Agora, quanto a dizer que o PSDB lidera essa ideia nos dias de hoje, acho difícil argumentar. O PSDB cumpriu seu papel de oposição de ir à justiça naquilo que considera errado para colocar o governo contra a parede, e o partido do governo tem feito o mesmo, como é de se esperar. Também é fato que alguns deputados do PSDB estão fazendo discursos pró-impeachment e apoiando um movimento para atiçar a ideia na opinião pública, como os do PT faziam também.
Mas, como foi dito anteriormente, o PSDB não defendeu oficialmente o impeachment em nenhum momento ainda e, mais importante, não protocolizou nenhum pedido de impeachment nem defendeu nenhum oficialmente. Um dos autores do pedido de impeachment de Dilma mais famoso no momento, Hélio Bicudo, foi fundador do PT.

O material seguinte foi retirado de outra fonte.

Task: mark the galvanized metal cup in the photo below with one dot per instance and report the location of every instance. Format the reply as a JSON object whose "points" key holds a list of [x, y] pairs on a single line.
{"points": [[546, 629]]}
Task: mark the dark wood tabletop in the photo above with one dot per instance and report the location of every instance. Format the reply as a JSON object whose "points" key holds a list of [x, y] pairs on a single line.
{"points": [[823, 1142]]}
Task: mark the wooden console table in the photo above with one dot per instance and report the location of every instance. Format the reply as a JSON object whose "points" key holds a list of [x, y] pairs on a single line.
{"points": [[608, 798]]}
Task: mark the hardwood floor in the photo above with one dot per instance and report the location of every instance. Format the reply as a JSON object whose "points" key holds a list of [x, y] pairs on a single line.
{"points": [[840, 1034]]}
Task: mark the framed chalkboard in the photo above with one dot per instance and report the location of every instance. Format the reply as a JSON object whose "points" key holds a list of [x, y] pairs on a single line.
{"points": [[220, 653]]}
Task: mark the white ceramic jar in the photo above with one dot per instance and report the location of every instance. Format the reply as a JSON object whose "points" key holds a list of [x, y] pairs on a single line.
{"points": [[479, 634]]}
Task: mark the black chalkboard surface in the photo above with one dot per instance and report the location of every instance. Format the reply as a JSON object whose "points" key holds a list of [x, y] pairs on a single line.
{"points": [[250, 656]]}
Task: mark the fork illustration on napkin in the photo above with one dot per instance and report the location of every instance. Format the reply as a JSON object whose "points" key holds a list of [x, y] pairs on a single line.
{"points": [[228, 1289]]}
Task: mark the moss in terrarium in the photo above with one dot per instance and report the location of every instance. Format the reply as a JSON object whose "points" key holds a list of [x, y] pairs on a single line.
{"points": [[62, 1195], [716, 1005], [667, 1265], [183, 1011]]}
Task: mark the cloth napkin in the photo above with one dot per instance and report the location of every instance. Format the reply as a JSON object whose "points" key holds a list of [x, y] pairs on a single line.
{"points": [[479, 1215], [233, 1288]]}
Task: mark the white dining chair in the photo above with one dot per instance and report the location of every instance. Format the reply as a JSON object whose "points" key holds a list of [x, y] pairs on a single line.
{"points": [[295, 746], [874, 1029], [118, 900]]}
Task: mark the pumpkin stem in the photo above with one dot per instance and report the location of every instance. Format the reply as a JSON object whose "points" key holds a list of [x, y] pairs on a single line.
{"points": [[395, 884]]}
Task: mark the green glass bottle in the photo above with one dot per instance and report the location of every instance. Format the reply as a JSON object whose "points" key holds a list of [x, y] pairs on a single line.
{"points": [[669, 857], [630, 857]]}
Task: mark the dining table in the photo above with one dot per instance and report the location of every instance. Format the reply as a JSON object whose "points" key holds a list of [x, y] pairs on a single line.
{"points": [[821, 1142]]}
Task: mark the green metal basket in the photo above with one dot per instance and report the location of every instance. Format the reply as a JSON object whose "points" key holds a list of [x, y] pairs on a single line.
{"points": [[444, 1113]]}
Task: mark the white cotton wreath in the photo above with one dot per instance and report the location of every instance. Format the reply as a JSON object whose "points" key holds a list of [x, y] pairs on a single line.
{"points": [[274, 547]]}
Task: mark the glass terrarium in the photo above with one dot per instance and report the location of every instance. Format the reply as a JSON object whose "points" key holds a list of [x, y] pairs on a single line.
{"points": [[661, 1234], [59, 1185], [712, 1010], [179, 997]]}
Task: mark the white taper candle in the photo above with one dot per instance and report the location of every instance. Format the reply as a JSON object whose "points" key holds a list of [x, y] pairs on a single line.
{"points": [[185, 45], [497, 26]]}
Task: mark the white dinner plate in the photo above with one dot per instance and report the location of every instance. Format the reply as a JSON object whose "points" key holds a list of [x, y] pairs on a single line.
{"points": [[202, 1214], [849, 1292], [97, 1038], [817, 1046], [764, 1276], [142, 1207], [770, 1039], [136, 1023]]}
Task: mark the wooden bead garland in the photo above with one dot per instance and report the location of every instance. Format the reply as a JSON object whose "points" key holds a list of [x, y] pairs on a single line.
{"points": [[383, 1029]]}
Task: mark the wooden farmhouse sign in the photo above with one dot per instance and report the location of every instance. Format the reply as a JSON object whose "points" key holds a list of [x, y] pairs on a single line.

Na entrevista que deram nesta semana ao Roda Viva, Bicudo e outra autora, Janaína Pascoal, não pouparam críticas à oposição em geral, e a Aécio e FHC em particular, por não se esforçarem pelo impeachment! A verdade é que perto do empenho do PT pelo impeachment nos anos 90, que pode ser visto no vídeo mencionado acima e na quantidade de pedidos de impeachment protocolizados, a postura do PSDB é acanhadíssima. Acho que fica demonstrado que falta substância a essa parte do ponto 2.
Conclusão: o que dá pra dizer hoje sobre a oposição é que há uma movimentação preliminar pelo impeachment por alguns parlamentares, enquanto as grandes lideranças colocam freios. Qualquer discussão mais concreta só está acontecendo nos bastidores e está longe do tipo de posicionamento que o PT teve nas tentativas contra FHC.
Isso não significa que o que a oposição está fazendo é de natureza diferente ao que o PT fez à época. Nem mesmo tenho interesse de justificar ou defender o PSDB. Não há santos, demônios ou inocentes nesse jogo. Acho que é importante ser coerente e usar a mesma régua para os dois.
O que eu pretendo com toda essa argumentação é justamente contrapor a tentativa de usar réguas diferentes e fazer parecer que o PT foi de alguma forma mais correto, menos afoito, menos golpista. É demonstrar que se você acha que o PSDB está indo contra Dilma além do que o PT foi contra FHC, você provavelmente não conheceu ainda a história toda do que foi o PT na década de 90.